Multiple Myeloma Survivor

Rekindled friendships and faith offer support

John Pumphrey, 55, credits a skilled and compassionate medical team, his strong faith and an unexpected support system with helping him move from a multiple myeloma diagnosis to remission in just under a year.

Feeling a little run down didn’t concern me. I chalked it up to being a single dad of two teenage boys, working long hours and the stress of being in a pandemic. I didn’t feel sick and I was in pretty good shape, which is what made a multiple myeloma diagnosis at 54 so shocking.

At my annual physical, my doctor noticed my blood pressure was higher than normal and my kidney function was a little off. He controlled my blood pressure with new meds, and he referred me to a kidney specialist. Surprisingly, results of those tests showed I was in Stage III kidney failure.

That really took me off guard. I wasn’t having any symptoms. How could I be in kidney failure?

The specialist ran more tests to look for conditions that could be causing it, including multiple myeloma — something I’d never heard of. Because that’s what the results pointed to, he referred me to an oncologist who ran more tests, including a bone marrow biopsy. That’s how I learned I had multiple myeloma.

The oncologist talked with me about possible treatments. We decided on a plan that included drug therapy and an autologous stem cell transplant. He expected my kidney issues to resolve as we treated the multiple myeloma.

I started an oral chemotherapy and a subcutaneous targeted therapy, then prepared for the stem cell transplant. It took about six hours to harvest my stem cells and daily trips to the hospital for a week for injections to get my body ready.

Physically, I felt ready, but I didn’t expect to have much support.
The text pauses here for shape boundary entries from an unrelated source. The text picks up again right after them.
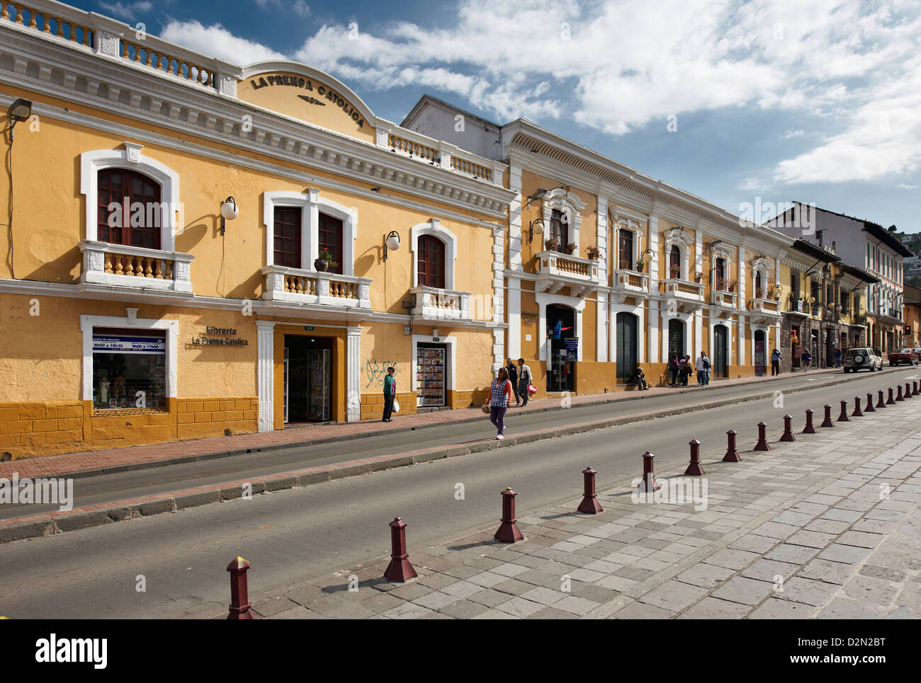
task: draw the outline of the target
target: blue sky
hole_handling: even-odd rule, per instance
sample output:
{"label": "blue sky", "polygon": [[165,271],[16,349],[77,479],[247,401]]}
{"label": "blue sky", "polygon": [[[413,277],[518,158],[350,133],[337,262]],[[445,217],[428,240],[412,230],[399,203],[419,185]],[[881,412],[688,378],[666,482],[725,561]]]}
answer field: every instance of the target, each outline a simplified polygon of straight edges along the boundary
{"label": "blue sky", "polygon": [[921,232],[914,0],[71,4],[236,64],[310,64],[397,122],[427,92],[734,213],[798,200]]}

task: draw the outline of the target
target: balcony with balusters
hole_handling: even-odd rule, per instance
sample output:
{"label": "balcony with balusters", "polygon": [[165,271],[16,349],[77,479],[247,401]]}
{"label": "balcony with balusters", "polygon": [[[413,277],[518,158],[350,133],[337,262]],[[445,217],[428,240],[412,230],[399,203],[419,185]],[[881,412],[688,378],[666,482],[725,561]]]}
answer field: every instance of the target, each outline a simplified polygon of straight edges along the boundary
{"label": "balcony with balusters", "polygon": [[413,287],[410,314],[424,320],[470,320],[470,292],[437,287]]}
{"label": "balcony with balusters", "polygon": [[371,278],[338,275],[285,266],[265,266],[263,301],[316,304],[348,308],[371,307]]}
{"label": "balcony with balusters", "polygon": [[85,239],[80,282],[192,294],[192,254]]}
{"label": "balcony with balusters", "polygon": [[538,252],[536,258],[538,292],[556,294],[563,287],[569,287],[570,295],[581,296],[602,284],[598,274],[598,261],[593,259],[552,249]]}

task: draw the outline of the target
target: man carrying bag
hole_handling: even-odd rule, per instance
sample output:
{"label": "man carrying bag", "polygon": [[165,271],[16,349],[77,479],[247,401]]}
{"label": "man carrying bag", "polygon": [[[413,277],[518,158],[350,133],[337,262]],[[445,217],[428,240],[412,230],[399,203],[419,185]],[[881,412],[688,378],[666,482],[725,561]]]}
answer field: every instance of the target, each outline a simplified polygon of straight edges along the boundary
{"label": "man carrying bag", "polygon": [[530,392],[528,386],[531,383],[530,368],[524,365],[524,358],[519,358],[519,395],[524,399],[523,406],[528,405]]}

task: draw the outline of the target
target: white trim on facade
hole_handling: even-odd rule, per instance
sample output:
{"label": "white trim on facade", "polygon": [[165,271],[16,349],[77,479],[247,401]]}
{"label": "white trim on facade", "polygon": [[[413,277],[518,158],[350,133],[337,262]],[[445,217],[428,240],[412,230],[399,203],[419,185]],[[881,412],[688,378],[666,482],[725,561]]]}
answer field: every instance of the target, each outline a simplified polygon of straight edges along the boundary
{"label": "white trim on facade", "polygon": [[168,399],[176,398],[176,344],[179,338],[179,320],[137,318],[137,308],[127,308],[124,318],[80,316],[80,331],[83,335],[81,400],[93,399],[93,328],[123,328],[126,332],[165,330],[167,351],[164,391]]}
{"label": "white trim on facade", "polygon": [[321,191],[309,188],[306,192],[272,191],[262,192],[262,225],[265,226],[265,264],[274,265],[274,210],[278,206],[297,206],[300,214],[300,269],[313,270],[320,255],[320,214],[343,222],[343,274],[355,275],[355,240],[358,237],[358,211],[321,197]]}
{"label": "white trim on facade", "polygon": [[423,235],[431,235],[444,242],[445,289],[454,289],[454,261],[458,258],[458,238],[454,233],[443,226],[437,218],[429,218],[425,223],[416,224],[410,228],[409,248],[413,252],[413,286],[419,286],[419,237]]}
{"label": "white trim on facade", "polygon": [[[107,168],[123,168],[148,176],[160,186],[160,251],[175,251],[174,236],[182,232],[181,204],[179,195],[179,174],[165,164],[141,154],[143,145],[123,143],[124,149],[94,149],[80,155],[80,193],[86,205],[86,236],[99,241],[99,177]],[[176,213],[180,214],[177,220]]]}

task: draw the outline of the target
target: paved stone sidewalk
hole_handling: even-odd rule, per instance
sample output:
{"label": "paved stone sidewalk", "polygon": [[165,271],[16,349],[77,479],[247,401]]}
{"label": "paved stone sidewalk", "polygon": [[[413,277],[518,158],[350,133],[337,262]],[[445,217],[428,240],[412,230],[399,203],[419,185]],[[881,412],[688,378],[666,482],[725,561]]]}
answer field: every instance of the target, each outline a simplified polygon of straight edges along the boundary
{"label": "paved stone sidewalk", "polygon": [[705,510],[634,503],[624,481],[599,494],[598,515],[573,512],[575,497],[519,517],[523,542],[500,544],[489,528],[424,552],[407,520],[417,580],[383,581],[381,560],[254,608],[277,619],[917,619],[919,410],[910,399],[770,441],[739,463],[705,459]]}
{"label": "paved stone sidewalk", "polygon": [[[841,370],[829,368],[810,372],[810,375],[822,377],[823,380],[833,380],[841,375]],[[608,394],[589,394],[586,396],[572,396],[569,402],[573,406],[591,405],[597,403],[618,402],[622,400],[635,400],[640,398],[649,398],[666,393],[685,393],[690,391],[703,392],[710,399],[718,399],[719,389],[736,385],[760,385],[777,379],[787,379],[789,374],[779,375],[776,377],[759,376],[742,377],[738,379],[720,379],[709,387],[696,387],[694,382],[688,387],[657,387],[648,392],[640,394],[636,391],[616,391]],[[842,377],[843,379],[843,377]],[[527,410],[530,412],[547,411],[559,408],[559,398],[531,399]],[[48,477],[63,473],[75,474],[88,472],[101,469],[114,469],[119,467],[138,465],[143,463],[162,462],[164,460],[181,460],[195,458],[214,454],[227,455],[232,452],[246,452],[247,449],[272,448],[284,446],[308,445],[321,443],[342,438],[355,438],[367,435],[379,435],[388,432],[404,431],[433,424],[449,424],[463,422],[482,421],[483,413],[480,408],[462,408],[453,411],[436,411],[412,415],[395,414],[392,423],[381,423],[379,420],[362,420],[356,423],[297,424],[274,432],[259,432],[252,434],[234,434],[232,436],[215,436],[190,441],[171,441],[163,444],[148,446],[132,446],[119,448],[103,448],[94,451],[79,451],[55,456],[41,456],[24,457],[9,462],[0,462],[0,477],[12,477],[16,472],[20,478]],[[7,448],[0,448],[6,451]]]}

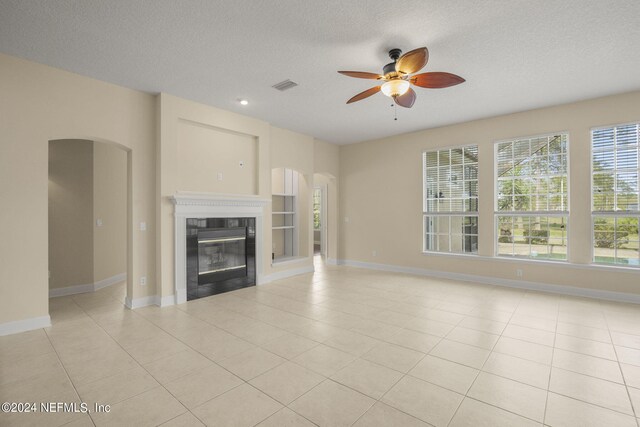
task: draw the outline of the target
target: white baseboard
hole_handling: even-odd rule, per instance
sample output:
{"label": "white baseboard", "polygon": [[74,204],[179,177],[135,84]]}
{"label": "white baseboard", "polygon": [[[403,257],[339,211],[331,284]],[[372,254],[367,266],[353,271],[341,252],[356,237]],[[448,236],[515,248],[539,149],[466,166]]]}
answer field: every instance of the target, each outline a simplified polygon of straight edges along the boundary
{"label": "white baseboard", "polygon": [[49,289],[49,298],[65,297],[67,295],[84,294],[85,292],[93,292],[94,284],[65,286],[64,288]]}
{"label": "white baseboard", "polygon": [[160,307],[169,307],[170,305],[176,304],[176,296],[175,295],[167,295],[160,298]]}
{"label": "white baseboard", "polygon": [[49,289],[49,298],[83,294],[86,292],[95,292],[98,289],[106,288],[107,286],[124,282],[125,280],[127,280],[127,273],[120,273],[120,274],[116,274],[115,276],[111,276],[111,277],[107,277],[106,279],[99,280],[95,283],[88,283],[86,285],[65,286],[64,288],[53,288],[53,289]]}
{"label": "white baseboard", "polygon": [[550,292],[554,294],[572,295],[586,298],[604,299],[609,301],[630,302],[640,304],[640,295],[625,292],[605,291],[601,289],[578,288],[576,286],[554,285],[550,283],[529,282],[524,280],[510,280],[498,277],[476,276],[473,274],[451,273],[447,271],[427,270],[424,268],[404,267],[391,264],[377,264],[372,262],[341,259],[338,264],[351,267],[368,268],[370,270],[408,273],[417,276],[430,276],[442,279],[462,280],[465,282],[483,283],[486,285],[504,286],[508,288],[527,289],[531,291]]}
{"label": "white baseboard", "polygon": [[93,290],[106,288],[107,286],[115,285],[116,283],[124,282],[127,280],[127,273],[116,274],[115,276],[107,277],[106,279],[99,280],[93,284]]}
{"label": "white baseboard", "polygon": [[264,285],[266,283],[273,282],[274,280],[286,279],[287,277],[298,276],[300,274],[313,272],[313,265],[307,265],[300,268],[292,268],[290,270],[277,271],[275,273],[269,274],[268,276],[262,276],[261,280],[258,282],[258,285]]}
{"label": "white baseboard", "polygon": [[134,298],[133,300],[129,298],[125,298],[124,304],[135,310],[140,307],[147,307],[149,305],[157,305],[158,307],[168,307],[170,305],[174,305],[176,303],[175,295],[167,295],[164,297],[159,297],[158,295],[149,295],[141,298]]}
{"label": "white baseboard", "polygon": [[51,318],[47,316],[32,317],[30,319],[14,320],[0,324],[0,336],[32,331],[34,329],[51,326]]}
{"label": "white baseboard", "polygon": [[148,305],[159,305],[157,304],[158,296],[157,295],[149,295],[146,297],[134,298],[131,299],[126,297],[124,299],[124,305],[128,308],[135,310],[136,308],[146,307]]}

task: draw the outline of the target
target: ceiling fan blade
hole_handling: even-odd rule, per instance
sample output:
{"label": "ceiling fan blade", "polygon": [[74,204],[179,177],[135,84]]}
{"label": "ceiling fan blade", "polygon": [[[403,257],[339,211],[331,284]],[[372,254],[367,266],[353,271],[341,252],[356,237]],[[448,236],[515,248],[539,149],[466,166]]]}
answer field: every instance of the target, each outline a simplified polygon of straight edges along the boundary
{"label": "ceiling fan blade", "polygon": [[409,81],[416,86],[426,87],[427,89],[439,89],[459,85],[464,83],[465,79],[451,73],[433,72],[418,74],[411,77]]}
{"label": "ceiling fan blade", "polygon": [[396,71],[404,74],[413,74],[427,65],[429,60],[429,50],[426,47],[419,47],[402,55],[396,61]]}
{"label": "ceiling fan blade", "polygon": [[371,79],[378,80],[384,79],[384,76],[376,73],[367,73],[365,71],[338,71],[340,74],[344,74],[345,76],[355,77],[357,79]]}
{"label": "ceiling fan blade", "polygon": [[396,96],[393,100],[401,107],[411,108],[413,107],[413,103],[416,102],[416,92],[409,88],[404,95]]}
{"label": "ceiling fan blade", "polygon": [[380,86],[372,87],[371,89],[367,89],[364,92],[360,92],[359,94],[357,94],[356,96],[348,100],[347,104],[351,104],[352,102],[363,100],[365,98],[370,97],[371,95],[375,95],[378,92],[380,92]]}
I’m the sole provider for my boys. My parents are in their upper 80s and live four hours away. We’d recently downsized and moved to a new neighborhood so we didn’t have close friends nearby. My faith is strong and I prayed, but because of COVID I attended church online.

Needing support and prayers, I shared my diagnosis on Facebook. The outpouring of love was one of the biggest blessings. Friends from all over reached out. I’ve renewed many friendships, some as far back as grade school. And, I’m on numerous prayer lists. It truly gave me the boost I needed.

With the support and help of my ex-wife, I checked in to the hospital for the heavy chemotherapy and transplant.

For the next couple of weeks, I did nothing but rest up in the hospital. When my levels were safe enough for me to go out into the world, I was allowed to ring the bell and go home.

Ringing the bell was emotional, as was coming home to the boys. Because of COVID, I had only seen them through FaceTime. My parents stayed with them while I was in the hospital and didn’t leave until I’d regained my strength.

For the next 100 days, I was completely off treatment. My job was to get much-needed rest because the transplant wiped me out.

Once again, I had unexpected support. Our former neighbors really stepped up by sending meals weekly to make sure the boys and I had food along with gift cards for the grocery store, Subway, etc. The boys could run out and grab food whenever they wanted it without relying on me.

I was able to work remotely most of the time, but when I had to take time off for the transplant, my boss and team members covered for me.

At 100 days, my post-transplant test results showed my M-spike was improved. It was a partial response but not what we hoped for. It was, however, moving in the right direction. My oncologist encouraged me not to be disappointed.

I started chemotherapy (this time with a port) and targeted therapy along with a bone-strengthening drug and had regularly scheduled follow-ups to check my M-spike level.

At my last checkup, my oncologist told me I am as close as I can get to full remission. I’m moving to a lower dose of a maintenance medication, and my follow-ups can be further apart.

I lucked out with my doctor and nurses. They are incredible and make a horrible situation bearable — even a little enjoyable.

Being in good shape at diagnosis helped me to recover physically, and that is incentive to treat my body well. During recovery, my muscles really atrophied. I’m slowly building back muscle — walking to the mailbox, then halfway down the street. I’m looking forward to being able to hike, kayak and play golf again.

I try to live one day at a time and not think about a recurrence. My doctor assures me things are really happening for multiple myeloma treatment. There’s even potential for a cure, so my plan is to continue to manage it the best we can.